Il Caso ha voluto che tutto accadesse nel breve torno
di pochi giorni.
Prima, la gioia più spensierata.
Poi, il gesto criminoso.
Infine,
l’immane tragedia.
Il minimo comune denominatore, l’età dei protagonisti. Tutti
giovani.
Cominciamo dalla festa.
La chiamano “movida”, termine desunto dalle
lande iberiche, designa una vita notturna possibilmente festaiola.
Vi partecipano
tutti, ansiosi di smemorarsi degli affanni quotidiani. Comprensibile tale ansia
nei ragazzi, un po’ meno negli adulti, che s’illudono per poche ore di fermare
il tempo, cadendo senza saperlo nel pirandelliano inganno del belletto che
nasconde le rughe. Che ci saranno sempre.

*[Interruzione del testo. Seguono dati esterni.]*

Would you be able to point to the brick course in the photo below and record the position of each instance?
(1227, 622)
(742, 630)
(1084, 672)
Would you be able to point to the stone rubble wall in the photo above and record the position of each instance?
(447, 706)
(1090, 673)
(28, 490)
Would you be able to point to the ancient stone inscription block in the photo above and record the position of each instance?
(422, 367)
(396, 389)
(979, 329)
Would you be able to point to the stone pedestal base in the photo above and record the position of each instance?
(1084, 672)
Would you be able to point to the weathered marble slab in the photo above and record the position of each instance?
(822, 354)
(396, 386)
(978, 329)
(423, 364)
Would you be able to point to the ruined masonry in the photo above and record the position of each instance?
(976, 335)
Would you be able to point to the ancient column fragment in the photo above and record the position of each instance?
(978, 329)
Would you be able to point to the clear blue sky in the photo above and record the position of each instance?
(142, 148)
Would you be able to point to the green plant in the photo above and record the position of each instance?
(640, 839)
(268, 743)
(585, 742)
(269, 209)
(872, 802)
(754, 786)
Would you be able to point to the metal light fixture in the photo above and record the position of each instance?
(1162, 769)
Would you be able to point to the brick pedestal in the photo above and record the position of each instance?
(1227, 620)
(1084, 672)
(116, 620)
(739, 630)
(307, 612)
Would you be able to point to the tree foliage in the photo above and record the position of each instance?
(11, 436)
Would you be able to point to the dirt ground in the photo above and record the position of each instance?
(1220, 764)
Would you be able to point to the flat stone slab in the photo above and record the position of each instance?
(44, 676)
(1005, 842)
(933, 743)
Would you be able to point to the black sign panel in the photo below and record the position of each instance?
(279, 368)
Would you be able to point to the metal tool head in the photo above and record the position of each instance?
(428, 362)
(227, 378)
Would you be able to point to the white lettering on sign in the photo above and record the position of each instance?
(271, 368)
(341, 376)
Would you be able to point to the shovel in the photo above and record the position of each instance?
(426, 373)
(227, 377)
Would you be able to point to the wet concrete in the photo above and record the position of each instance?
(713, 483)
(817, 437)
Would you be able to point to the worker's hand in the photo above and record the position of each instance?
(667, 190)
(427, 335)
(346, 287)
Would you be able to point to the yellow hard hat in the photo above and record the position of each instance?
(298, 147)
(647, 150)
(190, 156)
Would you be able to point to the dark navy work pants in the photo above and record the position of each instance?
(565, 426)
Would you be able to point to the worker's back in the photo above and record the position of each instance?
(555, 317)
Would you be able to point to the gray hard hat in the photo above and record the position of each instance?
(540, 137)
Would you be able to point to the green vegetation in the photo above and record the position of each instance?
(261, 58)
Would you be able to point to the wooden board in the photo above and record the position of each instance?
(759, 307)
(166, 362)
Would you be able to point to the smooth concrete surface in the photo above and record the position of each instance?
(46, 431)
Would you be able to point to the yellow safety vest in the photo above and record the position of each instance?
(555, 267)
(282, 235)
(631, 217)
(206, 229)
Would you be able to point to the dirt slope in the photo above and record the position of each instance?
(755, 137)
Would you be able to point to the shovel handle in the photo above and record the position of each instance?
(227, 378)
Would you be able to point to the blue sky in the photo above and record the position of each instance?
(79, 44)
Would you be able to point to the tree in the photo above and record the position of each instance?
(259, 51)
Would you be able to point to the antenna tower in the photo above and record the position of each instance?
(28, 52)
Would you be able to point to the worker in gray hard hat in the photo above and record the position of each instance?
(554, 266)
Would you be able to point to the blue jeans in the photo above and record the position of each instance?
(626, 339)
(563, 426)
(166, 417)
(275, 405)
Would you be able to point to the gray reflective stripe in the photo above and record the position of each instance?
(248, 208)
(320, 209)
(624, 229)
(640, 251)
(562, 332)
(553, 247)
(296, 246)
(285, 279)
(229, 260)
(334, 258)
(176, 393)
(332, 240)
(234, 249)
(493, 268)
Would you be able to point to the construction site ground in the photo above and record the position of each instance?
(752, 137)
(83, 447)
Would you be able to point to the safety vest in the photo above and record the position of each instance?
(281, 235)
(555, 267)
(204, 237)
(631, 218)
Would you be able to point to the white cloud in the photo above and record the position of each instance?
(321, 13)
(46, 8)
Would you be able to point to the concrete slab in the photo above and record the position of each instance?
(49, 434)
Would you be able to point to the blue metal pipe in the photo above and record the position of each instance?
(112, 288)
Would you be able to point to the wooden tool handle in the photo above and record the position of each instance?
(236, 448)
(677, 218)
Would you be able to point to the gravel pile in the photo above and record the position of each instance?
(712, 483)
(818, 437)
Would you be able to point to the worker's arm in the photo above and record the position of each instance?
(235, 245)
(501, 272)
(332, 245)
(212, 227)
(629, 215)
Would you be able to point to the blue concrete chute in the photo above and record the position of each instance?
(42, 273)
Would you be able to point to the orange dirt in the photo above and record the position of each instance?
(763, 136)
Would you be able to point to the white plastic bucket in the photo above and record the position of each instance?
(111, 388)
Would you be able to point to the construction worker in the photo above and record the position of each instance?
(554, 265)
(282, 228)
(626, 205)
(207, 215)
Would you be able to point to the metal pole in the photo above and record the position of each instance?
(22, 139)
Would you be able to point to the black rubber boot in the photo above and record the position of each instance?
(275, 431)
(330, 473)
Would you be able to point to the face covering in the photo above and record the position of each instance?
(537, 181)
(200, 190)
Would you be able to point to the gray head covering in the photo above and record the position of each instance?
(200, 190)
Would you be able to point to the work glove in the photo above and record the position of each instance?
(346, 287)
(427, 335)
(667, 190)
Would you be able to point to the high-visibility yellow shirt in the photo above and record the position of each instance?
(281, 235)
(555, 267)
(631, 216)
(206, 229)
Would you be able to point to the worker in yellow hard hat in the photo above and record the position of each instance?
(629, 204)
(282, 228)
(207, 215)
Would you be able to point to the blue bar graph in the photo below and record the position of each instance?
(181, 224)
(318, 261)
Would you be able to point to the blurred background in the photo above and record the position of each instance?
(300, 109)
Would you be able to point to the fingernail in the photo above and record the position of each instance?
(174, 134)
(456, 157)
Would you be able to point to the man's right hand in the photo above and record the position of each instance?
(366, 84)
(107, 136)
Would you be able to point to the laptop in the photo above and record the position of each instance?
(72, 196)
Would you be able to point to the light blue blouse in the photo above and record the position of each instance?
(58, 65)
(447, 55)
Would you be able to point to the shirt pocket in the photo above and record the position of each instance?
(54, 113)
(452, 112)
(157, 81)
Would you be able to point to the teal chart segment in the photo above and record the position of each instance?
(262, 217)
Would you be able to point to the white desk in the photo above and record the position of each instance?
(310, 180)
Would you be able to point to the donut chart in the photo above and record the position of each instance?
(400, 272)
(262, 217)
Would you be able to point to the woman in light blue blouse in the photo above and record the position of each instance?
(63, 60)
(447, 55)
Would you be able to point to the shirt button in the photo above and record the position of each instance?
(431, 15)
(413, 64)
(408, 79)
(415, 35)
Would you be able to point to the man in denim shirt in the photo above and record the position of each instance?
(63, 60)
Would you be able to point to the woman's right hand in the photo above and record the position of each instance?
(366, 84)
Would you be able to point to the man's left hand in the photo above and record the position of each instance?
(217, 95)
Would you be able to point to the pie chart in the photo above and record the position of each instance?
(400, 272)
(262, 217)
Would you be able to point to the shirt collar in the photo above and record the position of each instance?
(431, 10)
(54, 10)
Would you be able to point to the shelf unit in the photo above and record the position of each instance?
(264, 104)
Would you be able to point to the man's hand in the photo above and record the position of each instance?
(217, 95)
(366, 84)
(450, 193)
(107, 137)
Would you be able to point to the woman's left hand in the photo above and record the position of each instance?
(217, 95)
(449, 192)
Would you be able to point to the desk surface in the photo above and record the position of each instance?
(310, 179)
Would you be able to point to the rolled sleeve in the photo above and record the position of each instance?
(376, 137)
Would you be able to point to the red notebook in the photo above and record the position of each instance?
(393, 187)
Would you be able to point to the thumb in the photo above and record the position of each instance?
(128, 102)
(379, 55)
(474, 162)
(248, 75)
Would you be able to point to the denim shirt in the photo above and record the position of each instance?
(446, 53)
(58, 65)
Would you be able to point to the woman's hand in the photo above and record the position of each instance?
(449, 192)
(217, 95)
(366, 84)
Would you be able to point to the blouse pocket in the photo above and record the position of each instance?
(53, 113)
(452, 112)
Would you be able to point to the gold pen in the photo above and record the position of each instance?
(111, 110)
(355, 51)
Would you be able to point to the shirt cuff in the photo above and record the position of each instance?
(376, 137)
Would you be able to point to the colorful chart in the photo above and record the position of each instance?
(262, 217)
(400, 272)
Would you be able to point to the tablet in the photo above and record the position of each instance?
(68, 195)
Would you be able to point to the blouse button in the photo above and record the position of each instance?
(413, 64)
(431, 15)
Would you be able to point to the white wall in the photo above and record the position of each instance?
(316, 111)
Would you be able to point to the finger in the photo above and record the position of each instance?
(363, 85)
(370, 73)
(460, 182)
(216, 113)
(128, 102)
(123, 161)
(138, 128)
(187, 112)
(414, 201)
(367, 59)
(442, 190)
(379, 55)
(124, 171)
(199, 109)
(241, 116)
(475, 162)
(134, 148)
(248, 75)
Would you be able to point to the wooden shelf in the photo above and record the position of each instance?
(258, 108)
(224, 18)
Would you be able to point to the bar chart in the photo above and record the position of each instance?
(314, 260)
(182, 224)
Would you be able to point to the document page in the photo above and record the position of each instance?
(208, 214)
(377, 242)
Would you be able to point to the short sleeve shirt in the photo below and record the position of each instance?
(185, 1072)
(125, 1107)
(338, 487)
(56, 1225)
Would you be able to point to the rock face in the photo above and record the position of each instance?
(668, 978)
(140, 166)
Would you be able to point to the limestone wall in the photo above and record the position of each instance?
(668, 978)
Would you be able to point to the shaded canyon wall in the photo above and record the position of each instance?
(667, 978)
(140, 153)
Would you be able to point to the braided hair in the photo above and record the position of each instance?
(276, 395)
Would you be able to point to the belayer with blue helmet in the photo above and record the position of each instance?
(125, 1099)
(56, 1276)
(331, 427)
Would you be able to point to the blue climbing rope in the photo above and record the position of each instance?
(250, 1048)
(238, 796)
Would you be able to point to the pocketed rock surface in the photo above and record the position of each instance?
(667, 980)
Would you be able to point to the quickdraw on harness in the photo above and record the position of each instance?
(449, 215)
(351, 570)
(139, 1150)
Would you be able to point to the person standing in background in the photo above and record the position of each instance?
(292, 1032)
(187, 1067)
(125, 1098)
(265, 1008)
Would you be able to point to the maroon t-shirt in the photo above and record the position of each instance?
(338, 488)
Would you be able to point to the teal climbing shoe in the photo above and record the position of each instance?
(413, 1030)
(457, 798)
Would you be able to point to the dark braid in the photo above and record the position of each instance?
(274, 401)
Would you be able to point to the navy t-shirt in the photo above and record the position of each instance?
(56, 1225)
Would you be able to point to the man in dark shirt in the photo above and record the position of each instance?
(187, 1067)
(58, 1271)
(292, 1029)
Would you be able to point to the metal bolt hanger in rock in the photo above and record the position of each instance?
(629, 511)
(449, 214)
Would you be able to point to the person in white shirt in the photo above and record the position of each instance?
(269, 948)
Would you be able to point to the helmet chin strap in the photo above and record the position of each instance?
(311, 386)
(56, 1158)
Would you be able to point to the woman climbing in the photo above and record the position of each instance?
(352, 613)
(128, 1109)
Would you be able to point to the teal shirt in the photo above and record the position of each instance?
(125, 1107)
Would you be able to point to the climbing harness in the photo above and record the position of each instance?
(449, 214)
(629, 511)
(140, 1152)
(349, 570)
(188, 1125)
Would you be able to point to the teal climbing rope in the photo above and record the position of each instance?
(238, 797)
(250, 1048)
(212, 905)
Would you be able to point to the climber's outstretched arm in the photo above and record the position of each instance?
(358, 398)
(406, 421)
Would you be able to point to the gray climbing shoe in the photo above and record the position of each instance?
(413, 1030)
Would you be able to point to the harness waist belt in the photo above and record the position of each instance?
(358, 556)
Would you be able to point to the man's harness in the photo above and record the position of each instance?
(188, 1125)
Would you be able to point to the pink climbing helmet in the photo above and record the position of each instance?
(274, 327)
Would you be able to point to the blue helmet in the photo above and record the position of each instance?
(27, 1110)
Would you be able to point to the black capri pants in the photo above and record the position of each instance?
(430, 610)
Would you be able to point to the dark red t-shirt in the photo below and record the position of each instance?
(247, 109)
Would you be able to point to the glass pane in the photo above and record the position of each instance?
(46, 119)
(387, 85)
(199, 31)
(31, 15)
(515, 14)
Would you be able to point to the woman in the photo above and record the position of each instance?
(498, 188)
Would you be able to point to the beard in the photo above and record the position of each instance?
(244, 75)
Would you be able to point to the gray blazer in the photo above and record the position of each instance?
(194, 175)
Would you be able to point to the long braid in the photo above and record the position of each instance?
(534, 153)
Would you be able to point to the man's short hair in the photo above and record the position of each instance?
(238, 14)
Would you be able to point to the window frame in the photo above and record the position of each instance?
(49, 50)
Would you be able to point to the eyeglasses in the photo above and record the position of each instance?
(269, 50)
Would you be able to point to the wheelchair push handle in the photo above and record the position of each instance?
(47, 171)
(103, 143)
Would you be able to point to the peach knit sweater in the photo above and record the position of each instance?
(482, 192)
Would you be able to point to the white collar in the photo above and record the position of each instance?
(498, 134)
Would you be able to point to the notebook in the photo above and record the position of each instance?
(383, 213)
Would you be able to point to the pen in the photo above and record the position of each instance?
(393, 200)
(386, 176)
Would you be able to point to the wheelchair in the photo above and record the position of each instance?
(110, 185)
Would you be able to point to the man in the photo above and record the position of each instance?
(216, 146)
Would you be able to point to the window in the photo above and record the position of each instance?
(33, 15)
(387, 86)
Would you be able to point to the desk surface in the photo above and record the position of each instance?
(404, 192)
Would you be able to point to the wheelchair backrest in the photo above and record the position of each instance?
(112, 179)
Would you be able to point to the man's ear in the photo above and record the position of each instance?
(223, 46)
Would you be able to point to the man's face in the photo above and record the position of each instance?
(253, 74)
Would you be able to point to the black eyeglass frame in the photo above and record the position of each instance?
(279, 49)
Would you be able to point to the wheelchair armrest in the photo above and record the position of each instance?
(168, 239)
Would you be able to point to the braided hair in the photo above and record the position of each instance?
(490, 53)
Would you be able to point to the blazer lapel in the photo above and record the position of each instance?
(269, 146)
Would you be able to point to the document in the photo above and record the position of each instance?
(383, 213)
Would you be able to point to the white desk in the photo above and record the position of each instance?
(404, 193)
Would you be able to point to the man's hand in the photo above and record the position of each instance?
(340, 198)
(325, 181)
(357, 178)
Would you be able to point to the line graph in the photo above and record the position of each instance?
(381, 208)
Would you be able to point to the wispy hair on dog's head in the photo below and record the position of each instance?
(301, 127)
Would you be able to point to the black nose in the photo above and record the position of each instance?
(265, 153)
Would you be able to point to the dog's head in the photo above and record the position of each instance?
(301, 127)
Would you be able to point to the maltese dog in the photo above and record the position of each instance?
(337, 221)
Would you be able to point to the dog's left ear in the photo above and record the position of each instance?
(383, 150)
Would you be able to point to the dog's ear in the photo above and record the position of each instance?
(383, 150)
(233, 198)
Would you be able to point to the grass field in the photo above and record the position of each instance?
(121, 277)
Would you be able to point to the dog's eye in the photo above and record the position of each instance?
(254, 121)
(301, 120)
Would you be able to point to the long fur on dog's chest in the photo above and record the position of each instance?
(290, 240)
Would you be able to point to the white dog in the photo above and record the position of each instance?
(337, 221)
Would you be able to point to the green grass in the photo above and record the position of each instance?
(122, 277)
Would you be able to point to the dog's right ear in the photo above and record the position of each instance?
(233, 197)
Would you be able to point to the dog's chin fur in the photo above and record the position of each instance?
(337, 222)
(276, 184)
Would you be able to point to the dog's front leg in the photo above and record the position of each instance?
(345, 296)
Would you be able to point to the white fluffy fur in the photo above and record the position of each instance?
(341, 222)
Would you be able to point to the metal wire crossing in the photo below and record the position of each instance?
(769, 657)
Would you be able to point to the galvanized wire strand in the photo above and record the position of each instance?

Così, tutti, tra effluvi non proprio
piacevoli che ammorbano l’aria, braccia levate al cielo, birra in pugno e
decibel a palla, si muovono (appunto) all’impazzata.
Intanto, una coltre di
fumo oscura l’incertezza del domani, fingendo d’alleggerirla.
Quando si spengono
le luci, resta l’eco assordante del nulla. Perché sì, è meraviglioso vedere
pullulare di gente il nostro centro storico, fino a qualche anno fa deserto e inaccessibile,
ma poi?
Al mattino, questo brulichio rischia di tornare medioevo.
Dovrebbe essere valorizzato ancor di più il nostro patrimonio storico-artistico, magari inserito in una rete sovracomunale, e far sì che rinasca
anche l’economia con più esercizi commerciali, ma non si può avere tutto e
subito.
Ergo, attendiamo fiduciosi.
Quelli che, invece, non si pongono problemi economici sono i
nostri ormai tristemente noti microdelinquenti.
I piccoli eroi del male che
distruggono la nostra quotidianità.
Quando si dice che fare una rapina è un gioco
da ragazzi, a Bitonto lo è per davvero.
Sono ventenni, già ampiamente
malvissuti, compiono delitti orrendi come se giocassero, addirittura in
bicicletta, tanta è l’incoscienza (o la coscienza d’essere impuniti).
E per
loro quale sarà il domani? Un’esistenza col timer incorporato, tra purtroppo brevissime soste in cella e le ore da contare tra le pareti domestiche giusto
il tempo di depositare un autografo, e poi via, di nuovo a delinquere come
nulla fosse.
Anche loro imprigionati nella maschera del boss mafioso che tutto
può. Almeno fino a quando, nella giungla fitta di scippi, rapine, furti d’auto
e d’appartamento, estorsioni e spaccio, non arriverà uno più forte che vincerà.
E toccherà a lui questa spirale che, senza che se ne accorga, gli renderà la
vita un vero e proprio carcere.
Infine, il dramma.
Una nuova
morte bianca, ieri.
Un uomo di neppure trent’anni stroncato da un volo fatale giù per
la tromba delle scale.
Si parla tanto di sicurezza sul lavoro, si tengono
tavole rotonde e dotti convegni sul problema.
Fiumi di parole inutili e qualcuno
persino si arricchisce.
Nel frattempo, chi vuole lavorare presto viene ridotto alla disperazione perché il sistema ti sfrutta e basta. E giovani uomini muoiono.
Pensiamo con strazio a Michele
Vitariello – buono, umile, onesto – ed ai suoi cari, ai quali in quell’attimo dolorosissimo è stato
strappato il cuore.
E pensiamo al suo piccolo cucciolo, che un giorno, forse
capirà d’avere un angelo custode che veglierà per sempre su di lui.